Monsieur le président, madame la ministre, mes chers collègues, je voudrais, avant d’en venir à l’article 1er de cette proposition de loi, évoquer certains événements qui se sont déroulés le weekend dernier.
Comme beaucoup de parlementaires et, j’ai envie de dire, comme bon nombre de nos concitoyens et de nos concitoyennes, j’ai été particulièrement choquée par la manifestation organisée dimanche dernier par des militants des mouvements pro-vie, c’est-à-dire, très concrètement, des femmes et des hommes qui veulent refuser aux femmes le droit fondamental de pouvoir décider d’être enceintes ou non, en d’autres termes, le droit de disposer de leur corps, ni plus ni moins !
Cette manifestation fait naturellement écho au débat qui a eu lieu à l'Assemblée nationale, mais aussi à ce qui se passe aujourd’hui en Espagne.
En effet, le gouvernement espagnol entend limiter la faculté de recourir aux interruptions volontaires de grossesse aux seuls cas où la femme enceinte fait la démonstration que la grossesse peut mettre en danger sa santé ou sa vie. La loi prévoit également que les jeunes filles mineures ne pourront avorter qu’avec le consentement de leurs parents.
Ces deux mesures, symboliques tout autant que scandaleuses, attestent la conception rétrograde que certains ont des femmes et de leur corps.
En privant les femmes du droit de décider en conscience et en faisant dépendre l’interruption volontaire de grossesse des mineurs du choix de leurs parents, le gouvernement espagnol retire aux femmes la capacité à décider, comme si, après tout, elles n’étaient plus maîtres de leur corps.
Si, en France, nous en sommes loin, les manifestations publiques récentes et les actions « coup de poing », scandaleuses et illégales, menées par des collectifs fanatisés nous rappellent combien il faut être vigilant. Vous avez raison, madame la ministre, de rappeler que la France doit défendre « haut et fort, le droit des femmes à décider ».
Au-delà des déclarations, c’est par les actes que cela doit passer, et il y a urgence à développer les mesures concrètes nécessaires pour rendre effectif le droit des femmes, de toutes les femmes, à accéder à l’IVG. Incontestablement, la mesure adoptée à l’occasion de l’examen du projet de loi de financement de la sécurité sociale pour 2013 est positive, bien qu’elle ne règle pas toutes les difficultés.
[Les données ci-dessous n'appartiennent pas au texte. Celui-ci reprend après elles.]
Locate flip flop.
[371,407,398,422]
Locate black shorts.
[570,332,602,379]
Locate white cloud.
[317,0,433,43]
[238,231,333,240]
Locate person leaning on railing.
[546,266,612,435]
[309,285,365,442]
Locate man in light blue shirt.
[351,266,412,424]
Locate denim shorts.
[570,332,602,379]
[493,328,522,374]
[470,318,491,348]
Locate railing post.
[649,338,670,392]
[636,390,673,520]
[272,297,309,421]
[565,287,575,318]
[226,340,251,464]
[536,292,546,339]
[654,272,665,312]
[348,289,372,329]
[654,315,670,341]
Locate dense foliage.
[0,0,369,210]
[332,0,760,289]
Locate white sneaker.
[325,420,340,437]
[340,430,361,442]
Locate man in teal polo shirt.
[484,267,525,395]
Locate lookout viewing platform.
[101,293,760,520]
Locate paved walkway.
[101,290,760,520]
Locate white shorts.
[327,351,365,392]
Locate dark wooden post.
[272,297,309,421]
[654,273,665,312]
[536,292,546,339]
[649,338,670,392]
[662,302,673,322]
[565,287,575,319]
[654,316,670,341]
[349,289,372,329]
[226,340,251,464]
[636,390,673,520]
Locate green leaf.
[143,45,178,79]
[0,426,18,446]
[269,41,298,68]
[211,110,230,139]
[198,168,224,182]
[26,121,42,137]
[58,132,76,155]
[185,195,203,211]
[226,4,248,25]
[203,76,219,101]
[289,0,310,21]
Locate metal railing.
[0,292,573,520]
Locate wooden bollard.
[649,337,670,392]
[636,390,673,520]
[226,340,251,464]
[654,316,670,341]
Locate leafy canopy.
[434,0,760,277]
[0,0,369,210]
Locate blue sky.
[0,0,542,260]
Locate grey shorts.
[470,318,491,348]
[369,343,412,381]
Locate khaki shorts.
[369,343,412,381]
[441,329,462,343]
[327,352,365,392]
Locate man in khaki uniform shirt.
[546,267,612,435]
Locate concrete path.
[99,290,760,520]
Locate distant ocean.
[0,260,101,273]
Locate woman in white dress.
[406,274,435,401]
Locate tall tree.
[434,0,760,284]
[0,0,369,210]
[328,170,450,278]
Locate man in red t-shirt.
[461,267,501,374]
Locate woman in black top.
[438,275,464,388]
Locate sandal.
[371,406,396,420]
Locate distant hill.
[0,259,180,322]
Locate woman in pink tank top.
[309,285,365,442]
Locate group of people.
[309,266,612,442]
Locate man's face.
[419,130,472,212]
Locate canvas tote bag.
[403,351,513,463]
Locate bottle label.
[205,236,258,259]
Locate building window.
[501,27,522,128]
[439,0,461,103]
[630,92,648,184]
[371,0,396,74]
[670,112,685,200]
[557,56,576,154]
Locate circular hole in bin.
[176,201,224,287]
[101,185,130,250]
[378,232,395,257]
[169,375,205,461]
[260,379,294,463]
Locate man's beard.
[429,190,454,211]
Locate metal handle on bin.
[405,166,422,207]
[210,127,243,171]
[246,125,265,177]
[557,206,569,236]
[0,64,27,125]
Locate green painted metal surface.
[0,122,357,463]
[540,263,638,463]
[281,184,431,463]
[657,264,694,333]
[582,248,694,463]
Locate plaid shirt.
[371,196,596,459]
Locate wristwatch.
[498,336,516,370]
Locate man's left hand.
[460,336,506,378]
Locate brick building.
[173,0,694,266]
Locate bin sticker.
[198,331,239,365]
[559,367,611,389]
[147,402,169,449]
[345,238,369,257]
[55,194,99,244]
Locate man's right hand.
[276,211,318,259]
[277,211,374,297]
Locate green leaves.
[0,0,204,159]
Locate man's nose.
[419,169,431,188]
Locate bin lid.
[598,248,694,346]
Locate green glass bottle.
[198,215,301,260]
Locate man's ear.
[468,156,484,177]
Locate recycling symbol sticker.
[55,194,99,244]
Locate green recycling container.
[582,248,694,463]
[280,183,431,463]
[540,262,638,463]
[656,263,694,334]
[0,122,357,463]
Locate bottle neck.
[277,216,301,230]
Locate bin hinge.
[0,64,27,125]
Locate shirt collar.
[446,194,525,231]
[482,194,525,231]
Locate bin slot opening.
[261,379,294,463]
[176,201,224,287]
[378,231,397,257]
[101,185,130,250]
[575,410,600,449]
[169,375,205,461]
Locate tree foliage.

En effet, des goulets d’étranglement persistent dans certaines zones de fortes demandes à certaines périodes de l’année, notamment lors des congés, qui rendent plus difficile et parfois même impossible l’accès des femmes aux IVG.
Avec mes collègues Laurence Cohen et Brigitte Gonthier-Maurin, j’y vois plusieurs explications.
Tout d’abord, l’acte médical d’interruption volontaire de grossesse reste peu gratifiant pour les équipes médicales. C’est également un acte peu rémunérateur puisque, en dépit de plusieurs revalorisations successives, la tarification de l’IVG instrumentale ne prend en charge qu’une partie du coût réel des interruptions volontaires de grossesse, ce qui décourage, nous le savons, les établissements.
Cela est d’autant plus vrai que, malheureusement, de nombreux centres IVG ont fermé. Le Haut Conseil à l’égalité entre les femmes et les hommes a remis, en novembre 2013, un rapport dans lequel il relève que « l’accès à une IVG est parfois problématique ». Est en cause notamment la diminution de l’offre, avec la fermeture, sur les dix dernières années, de plus de 130 établissements de santé pratiquant l’avortement, ainsi que le manque de moyens et de personnels. Le Haut Conseil note aussi l’existence « d’importantes disparités d’accès entre les territoires ».
De fait, pour l’accès à l’IVG, dans notre pays, le désert médical s’étend !
Ce rapport, madame la ministre, contient des pistes intéressantes et souligne l’impérieuse nécessité de « développer une offre de soins permettant aux femmes un accès égal, rapide et de proximité à l’IVG », ce qui, vous en conviendrez, n’est pas tout à fait étranger au contenu de cette proposition de loi. Car seul le service public peut être garant de l’accès de toutes à l’IVG, sans distinction quant au lieu d’habitation ou au statut social.
C’est pourquoi, au nom du droit des femmes à pouvoir conserver la faculté de bénéficier, sur tout le territoire national, d’un droit effectif à l’avortement, je voterai, avec l’ensemble de mes collègues, cet article 1er.